Expenditure on apparel and clothing saw a decrease of 16.3 percent, followed by a 2 percent reduction in spending on telecommunication.

Jewelry outlays witnessed an 8.1 percent decline to reach SR325.90 million. Data revealed decreases across many other sectors, led by hotels, which saw the largest dip at 24.5 percent to reach SR335.98 million. 

Spending on car rentals in the Kingdom fell by 12.6 percent, while airlines saw a 3.7 percent increase to SR46.28 million.

Expenditure on food and beverages saw a 1.7 percent increase to SR2.35 billion, claiming the largest share of the POS. Restaurants and cafes retained the second position despite a 12.6 percent dip to SR1.66 billion.

Saudi Arabia’s key urban centers mirrored the national decline.
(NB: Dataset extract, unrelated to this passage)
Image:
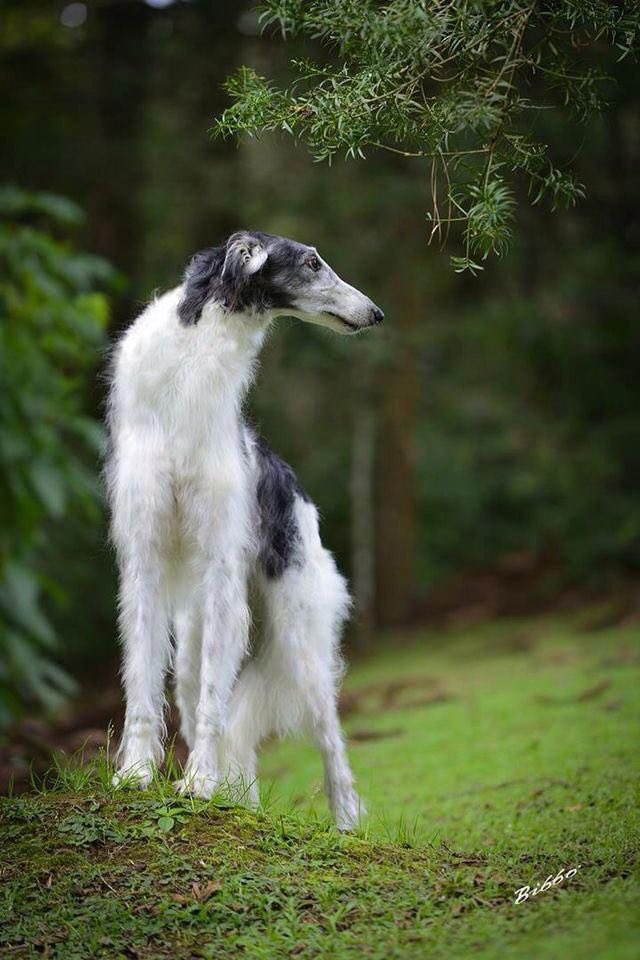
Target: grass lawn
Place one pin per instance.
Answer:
(490, 759)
Riyadh, which accounted for the largest share of total POS spending, saw a 3.9 percent dip to SR4.89 billion, down from SR5.08 billion the previous week.
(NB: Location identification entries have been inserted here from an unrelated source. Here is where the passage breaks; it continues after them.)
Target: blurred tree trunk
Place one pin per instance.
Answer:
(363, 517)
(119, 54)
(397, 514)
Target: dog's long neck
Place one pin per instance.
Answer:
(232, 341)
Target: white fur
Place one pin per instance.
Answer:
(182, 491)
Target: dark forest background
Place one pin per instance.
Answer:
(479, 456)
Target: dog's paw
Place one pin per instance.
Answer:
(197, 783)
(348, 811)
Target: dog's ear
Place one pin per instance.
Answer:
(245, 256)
The number of transactions in the capital settled at 74.16 million, down 1.4 percent week on week.

In Jeddah, transaction values decreased by 5.9 percent to SR1.91 billion, while Dammam reported a 0.8 percent surge to SR713.71 million.
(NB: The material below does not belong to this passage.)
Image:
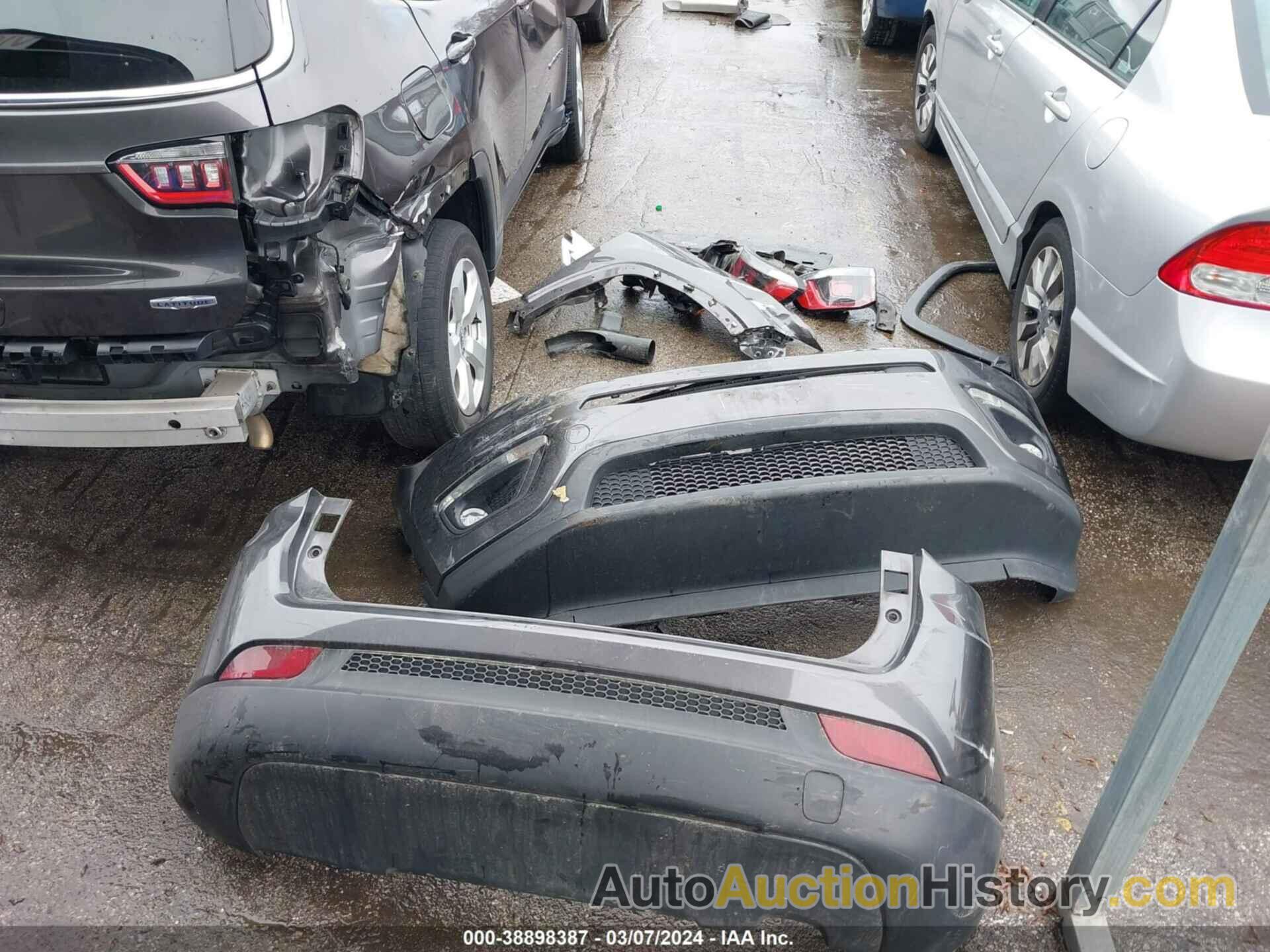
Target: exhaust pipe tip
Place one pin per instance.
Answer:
(259, 432)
POS data, tracked weekly by SAMA, provides an indicator of consumer spending trends and the ongoing growth of digital payments in Saudi Arabia. 

The data also highlights the expanding reach of POS infrastructure, extending beyond major retail hubs to smaller cities and service sectors, supporting broader digital inclusion initiatives. 

The growth of digital payment technologies aligns with the Kingdom’s Vision 2030 objectives, promoting electronic transactions and contributing to the nation’s broader digital economy.